- The World Bank reports that the following five countries generate the most waste in the world:
- United States: 642,700 metric tons per day
- China: 520,548 metric tons per day
- Brazil: 149,096 metric tons per day
- Japan: 144,466 metric tons per day
- Germany: 127,816 metric tons per day
- More than half of the world has no regular trash collection system, and unregulated or illegal dumpsites account for more than 40% of the waste worldwide, as reported in the Los Angeles Times. This is a big problem considering that 1.3 billion tons of waste are generated globally every year, and that tonnage is projected to reach 4 billion by 2100, according to Ede Ijjasz-Vasquez, senior director for the World Bank's Social, Urban, Rural and Resilience Global Practice. Much of the pending increase is predicted to occur in poor African and Asian cities where the figure will likely double.
- Cities in developing countries devote 20% to 50% of their budget to waste management, with South Asia and Africa more efficiently collecting their waste than many countries, according World Bank statistics.

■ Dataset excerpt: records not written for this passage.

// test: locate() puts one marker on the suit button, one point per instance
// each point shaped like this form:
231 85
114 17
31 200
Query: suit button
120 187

Waste management is high on the list of United Nations concerns, and the World Bank has invested about $4.5 billion to support 329 solid waste programs around the globe since 2000. They've recognized that there are cities that simply cannot stay on top of their trash, largely due to urban expansion and industrialization that goes hand in hand with that expansion.
As this trend occurs, developing nations are typically spending more on collection than on disposal, but to little or no avail.
Even the US, with its relatively large infrastructure, is not immune to the impact of accumulating trash—although most Americans have no idea of the problems' magnitude. They typically see minimal red flags since most municipalities charge a flat fee for trash collection rather than one based on volume.
"By taking our waste away from us so efficiently, it makes us more inclined to dispose more," said Joshua Reno, an assistant professor of anthropology at Binghamton University, as reported in the Los Angeles Times.
And technology is not necessarily the answer. "Many people think it is just about getting an incinerator and it’s all fixed," said Ijjasz-Vasquez to the Times. "This is part of the solution, but technical and engineering solutions are not a silver bullet."
What is needed he said, is a viable collection process. Some industry experts also call for a system that makes residents more aware of and accountable for their accumulating garbage, such as pay-as-you-throw (PAYT). Some municipalities have adopted this pay-by-volume model and more are considering it, hoping to open peoples' eyes to how much garbage they generate, while bringing in revenues.